Wednesday, November 4, 2009

Where does your collection dollar go?

If you are a Catholic living in Maine, the Most Hateful New England state, you may want to ask yourself where your collection money goes.

I went to a Catholic High School, and grew up with Roman Catholics all around me, so it's not a question I ask lightly. Catholic Charities is the largest non-government charity in the state. St Vincent de Paul does a lot of good work, and so do individual parishes. For that reason, I always thought that it made sense to throw some cash on the collection plate when attending a Catholic mass of some sort.

Well at least $378,000 went to defeat equality in Maine. Much of that came from out of state. NPR tags the price tag of hate at a half-million in cash from Catholics who were hoping to do good. Rather than take any of Jesus' words (you know, "when I was hungry, you fed me" "blessed are the poor" or "as ye would have done unto you, do unto them likewise"), these failures took an odd line from Leviticus, and all but ran over hungry families in their eagerness to blow money on television ads indemnifying gay Americans.

Your collection dollars went to television stations, to promote bigotry. That's where it went.

4 comments:

Joel Patters said...

Whoa!
$380,000???

How many Catholic schools are struggling to get by?

Unknown said...

You're 100% correct- this is a disgrace. The Church will never get another dime from me until they forsake their anti-gay political activities. If they care more about advancing bigoted political agendas than helping the poor, I would also advocate full taxation of their real and personal property as a "private social club", just as one might tax elite golf courses and the like.

noternie said...

I can't believe anyone is surprised by this. Or thinks most Catholics don't know or would object to it.
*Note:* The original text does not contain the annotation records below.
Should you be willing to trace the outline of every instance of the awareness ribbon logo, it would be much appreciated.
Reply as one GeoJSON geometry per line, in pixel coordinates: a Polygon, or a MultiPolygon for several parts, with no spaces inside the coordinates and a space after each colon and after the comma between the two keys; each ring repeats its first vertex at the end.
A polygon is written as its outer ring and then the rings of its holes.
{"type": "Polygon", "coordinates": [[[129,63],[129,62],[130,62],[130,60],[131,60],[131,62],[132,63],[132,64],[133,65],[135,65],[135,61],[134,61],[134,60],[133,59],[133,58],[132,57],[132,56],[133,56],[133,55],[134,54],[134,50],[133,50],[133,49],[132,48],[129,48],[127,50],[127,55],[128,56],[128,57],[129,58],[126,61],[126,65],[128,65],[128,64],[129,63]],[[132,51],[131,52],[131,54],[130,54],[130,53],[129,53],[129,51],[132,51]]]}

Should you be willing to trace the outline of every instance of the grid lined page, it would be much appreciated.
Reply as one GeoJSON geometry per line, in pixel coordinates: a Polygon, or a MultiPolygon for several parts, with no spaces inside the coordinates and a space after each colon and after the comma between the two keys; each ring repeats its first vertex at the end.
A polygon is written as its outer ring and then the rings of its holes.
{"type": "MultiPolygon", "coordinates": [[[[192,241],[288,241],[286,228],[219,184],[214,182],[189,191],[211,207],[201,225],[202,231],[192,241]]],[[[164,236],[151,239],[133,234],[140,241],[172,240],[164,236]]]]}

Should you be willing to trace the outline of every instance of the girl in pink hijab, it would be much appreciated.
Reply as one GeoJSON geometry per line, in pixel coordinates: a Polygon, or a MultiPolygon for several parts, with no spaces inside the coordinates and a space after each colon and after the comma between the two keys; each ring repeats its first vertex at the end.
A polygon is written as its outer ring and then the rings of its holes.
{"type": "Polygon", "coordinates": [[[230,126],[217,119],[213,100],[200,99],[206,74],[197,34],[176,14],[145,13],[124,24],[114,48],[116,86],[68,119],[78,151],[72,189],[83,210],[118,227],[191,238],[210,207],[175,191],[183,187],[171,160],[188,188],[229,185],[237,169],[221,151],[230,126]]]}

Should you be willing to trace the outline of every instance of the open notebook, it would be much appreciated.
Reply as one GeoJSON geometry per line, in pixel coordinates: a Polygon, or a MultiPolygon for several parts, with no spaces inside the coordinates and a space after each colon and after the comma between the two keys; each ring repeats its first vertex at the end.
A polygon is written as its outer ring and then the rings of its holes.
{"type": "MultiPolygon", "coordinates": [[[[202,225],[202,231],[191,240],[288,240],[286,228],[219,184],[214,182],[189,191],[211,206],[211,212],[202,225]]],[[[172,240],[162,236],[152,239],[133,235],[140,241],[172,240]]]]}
Catholic schools wouldn't be struggling if the Vatican sold a couple of dusty things from the vault that haven't been seen by anyone in 200 years.
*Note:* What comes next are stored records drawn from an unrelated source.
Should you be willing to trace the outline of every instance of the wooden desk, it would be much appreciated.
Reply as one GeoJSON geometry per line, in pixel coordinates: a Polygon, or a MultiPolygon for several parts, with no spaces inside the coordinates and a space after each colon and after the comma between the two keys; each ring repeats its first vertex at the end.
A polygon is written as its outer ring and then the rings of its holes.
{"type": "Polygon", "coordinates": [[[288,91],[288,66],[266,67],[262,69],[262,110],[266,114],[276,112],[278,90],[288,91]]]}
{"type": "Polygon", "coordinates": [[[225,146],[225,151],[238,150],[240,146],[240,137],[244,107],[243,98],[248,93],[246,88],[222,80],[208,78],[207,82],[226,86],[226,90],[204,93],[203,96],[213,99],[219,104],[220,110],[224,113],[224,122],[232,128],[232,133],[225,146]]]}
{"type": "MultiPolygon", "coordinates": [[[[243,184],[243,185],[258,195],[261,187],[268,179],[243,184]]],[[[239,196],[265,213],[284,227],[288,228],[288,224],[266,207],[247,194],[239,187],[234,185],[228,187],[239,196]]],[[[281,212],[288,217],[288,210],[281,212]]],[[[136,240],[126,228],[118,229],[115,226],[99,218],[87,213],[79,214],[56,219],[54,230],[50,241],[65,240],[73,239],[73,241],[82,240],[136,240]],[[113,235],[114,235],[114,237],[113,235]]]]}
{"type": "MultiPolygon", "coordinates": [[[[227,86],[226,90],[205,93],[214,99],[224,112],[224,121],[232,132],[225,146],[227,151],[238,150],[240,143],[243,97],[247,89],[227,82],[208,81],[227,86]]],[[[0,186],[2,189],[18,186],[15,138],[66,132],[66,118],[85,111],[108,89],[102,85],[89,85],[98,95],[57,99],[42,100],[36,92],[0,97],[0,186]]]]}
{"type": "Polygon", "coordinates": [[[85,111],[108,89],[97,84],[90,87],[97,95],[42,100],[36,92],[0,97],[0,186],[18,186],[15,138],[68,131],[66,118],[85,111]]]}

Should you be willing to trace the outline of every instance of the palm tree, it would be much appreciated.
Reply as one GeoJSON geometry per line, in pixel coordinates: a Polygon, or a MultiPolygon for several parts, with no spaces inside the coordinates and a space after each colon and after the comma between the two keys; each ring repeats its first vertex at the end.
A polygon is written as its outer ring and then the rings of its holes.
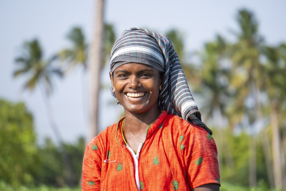
{"type": "Polygon", "coordinates": [[[28,80],[24,86],[24,89],[33,90],[36,85],[38,85],[48,110],[51,127],[57,140],[61,143],[62,139],[51,115],[50,107],[46,99],[52,90],[52,76],[54,74],[61,77],[62,73],[60,70],[51,67],[54,58],[46,61],[43,60],[42,49],[37,39],[24,43],[23,48],[22,55],[16,59],[16,63],[19,66],[14,72],[13,76],[16,77],[24,74],[28,75],[28,80]],[[42,86],[45,88],[45,93],[42,91],[42,86]]]}
{"type": "MultiPolygon", "coordinates": [[[[100,67],[98,70],[101,71],[104,66],[106,62],[107,59],[110,56],[110,52],[113,46],[113,43],[115,40],[115,35],[113,29],[113,26],[110,24],[106,23],[104,25],[104,44],[102,47],[102,49],[99,53],[101,55],[102,60],[100,61],[100,67]]],[[[72,42],[72,46],[69,48],[65,49],[60,51],[57,54],[58,58],[66,64],[65,68],[66,71],[70,68],[74,68],[77,66],[82,66],[84,68],[84,71],[87,68],[88,55],[88,46],[86,43],[85,38],[83,34],[82,29],[78,27],[75,27],[72,29],[69,33],[68,39],[72,42]]],[[[98,45],[96,45],[98,46],[98,45]]],[[[95,53],[90,50],[90,54],[92,55],[94,55],[95,53]]],[[[92,59],[92,57],[90,57],[92,59]]],[[[90,61],[90,62],[91,62],[90,61]]],[[[92,68],[92,67],[90,66],[92,68]]],[[[100,73],[97,75],[100,75],[100,73]]],[[[91,79],[90,80],[93,80],[91,79]]],[[[100,83],[100,82],[99,83],[100,83]]],[[[99,85],[100,87],[100,84],[99,85]]],[[[98,91],[99,91],[98,90],[98,91]]],[[[98,130],[96,130],[98,132],[98,130]]],[[[89,133],[89,135],[93,135],[94,137],[96,136],[97,133],[89,133]]],[[[90,138],[88,138],[87,140],[92,138],[91,135],[90,138]]],[[[87,143],[88,141],[87,141],[87,143]]]]}
{"type": "Polygon", "coordinates": [[[196,89],[204,97],[202,109],[206,112],[206,119],[212,119],[212,123],[218,130],[215,135],[219,163],[222,164],[224,157],[228,168],[230,169],[233,167],[233,160],[228,146],[229,141],[227,136],[224,135],[223,128],[226,125],[223,121],[226,119],[227,103],[230,95],[229,82],[231,77],[230,62],[227,57],[228,46],[219,35],[214,41],[205,44],[204,51],[201,55],[201,81],[196,89]]]}
{"type": "Polygon", "coordinates": [[[253,105],[246,105],[245,108],[248,121],[252,127],[249,148],[249,184],[250,187],[256,185],[256,143],[255,134],[258,129],[257,126],[261,121],[261,114],[259,100],[261,88],[260,79],[261,71],[259,62],[260,47],[262,38],[258,33],[258,23],[255,15],[247,10],[239,11],[237,20],[240,31],[235,33],[238,41],[233,47],[232,57],[235,64],[234,74],[240,74],[242,83],[238,84],[238,100],[246,104],[246,101],[253,100],[253,105]]]}
{"type": "Polygon", "coordinates": [[[72,48],[64,49],[58,54],[61,60],[67,64],[65,70],[67,71],[78,65],[82,66],[85,70],[87,67],[88,45],[81,29],[74,27],[67,37],[72,44],[72,48]]]}
{"type": "Polygon", "coordinates": [[[272,131],[273,169],[275,188],[286,189],[283,185],[285,180],[285,159],[279,131],[279,113],[282,100],[286,96],[286,66],[281,63],[279,48],[266,47],[264,53],[267,62],[264,68],[265,82],[264,90],[267,94],[270,104],[271,124],[272,131]],[[283,177],[283,176],[284,177],[283,177]],[[283,188],[283,187],[284,188],[283,188]]]}
{"type": "Polygon", "coordinates": [[[104,54],[104,0],[97,0],[95,5],[94,23],[92,40],[89,48],[90,72],[89,130],[86,145],[98,133],[98,114],[100,72],[104,54]]]}
{"type": "Polygon", "coordinates": [[[61,77],[62,72],[59,69],[52,67],[52,64],[55,58],[55,57],[47,60],[44,60],[43,57],[43,51],[37,40],[35,39],[24,43],[22,55],[16,59],[16,63],[19,66],[13,75],[15,77],[21,75],[28,76],[28,79],[24,86],[24,89],[32,91],[35,89],[36,85],[38,86],[46,107],[50,125],[56,139],[61,146],[61,153],[67,175],[67,184],[72,186],[72,177],[70,161],[65,150],[62,148],[63,139],[54,119],[48,99],[52,90],[52,76],[54,75],[61,77]]]}

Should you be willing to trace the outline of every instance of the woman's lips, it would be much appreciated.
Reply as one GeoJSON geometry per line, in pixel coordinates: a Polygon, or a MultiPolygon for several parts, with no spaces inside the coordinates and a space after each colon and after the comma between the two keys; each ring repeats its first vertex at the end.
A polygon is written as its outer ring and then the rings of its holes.
{"type": "Polygon", "coordinates": [[[139,92],[138,93],[130,93],[128,92],[126,93],[126,95],[128,98],[133,100],[137,100],[142,99],[145,95],[146,92],[139,92]]]}

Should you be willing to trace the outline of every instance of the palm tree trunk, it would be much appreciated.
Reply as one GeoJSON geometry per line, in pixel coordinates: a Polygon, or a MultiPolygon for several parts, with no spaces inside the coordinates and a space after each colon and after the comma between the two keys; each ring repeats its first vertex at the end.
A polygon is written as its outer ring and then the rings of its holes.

James Patrick Conway said...

As a devout Catholic this bothers me tremendously. It seems to me that since Church doctrine clearly affirms that civil marriages and divorces are not recognized as canonically valid marriages within the Catholic church that gay marriages made in Maine have absolutely nothing to do with the Church in any way. Traditional marriage between one man and one woman, without divorce, as the Church sees it, is completely unaffected by the outside world or who the state chooses to marry. That is not my opinion as a wild eyed liberal, that is Canon law as articulated by the Holy Father himself.

This money could be going to a variety of better causes. Catholic schools, hospitals, feeding the hungry here and abroad, etc. One would hope that the Church's political advocacy would be in line with its official doctrines, i.e eliminating the death penalty, unjust war, unwanted pregnancies, and you know advocating for universal healthcare which the Bishops Conference has endorsed since the 60s and the Papacy endorsed in its encyclical on Church, State, and Labor in 1890-Rerum Novum-which called for 'state sponsored insurance societies...for the working man'.

I can think of several encyclicals relating to just war theory, euthanasia, the death penalty, human rights, and healthcare. I can't think of a single one that argues, the frankly heretical position that civil law bears any weight on sacramental marriage. Frankly the Archdiocese of Maine is making a heterodox statement with this blatant disregard for church tradition and should be duly sanctioned by the Holy See.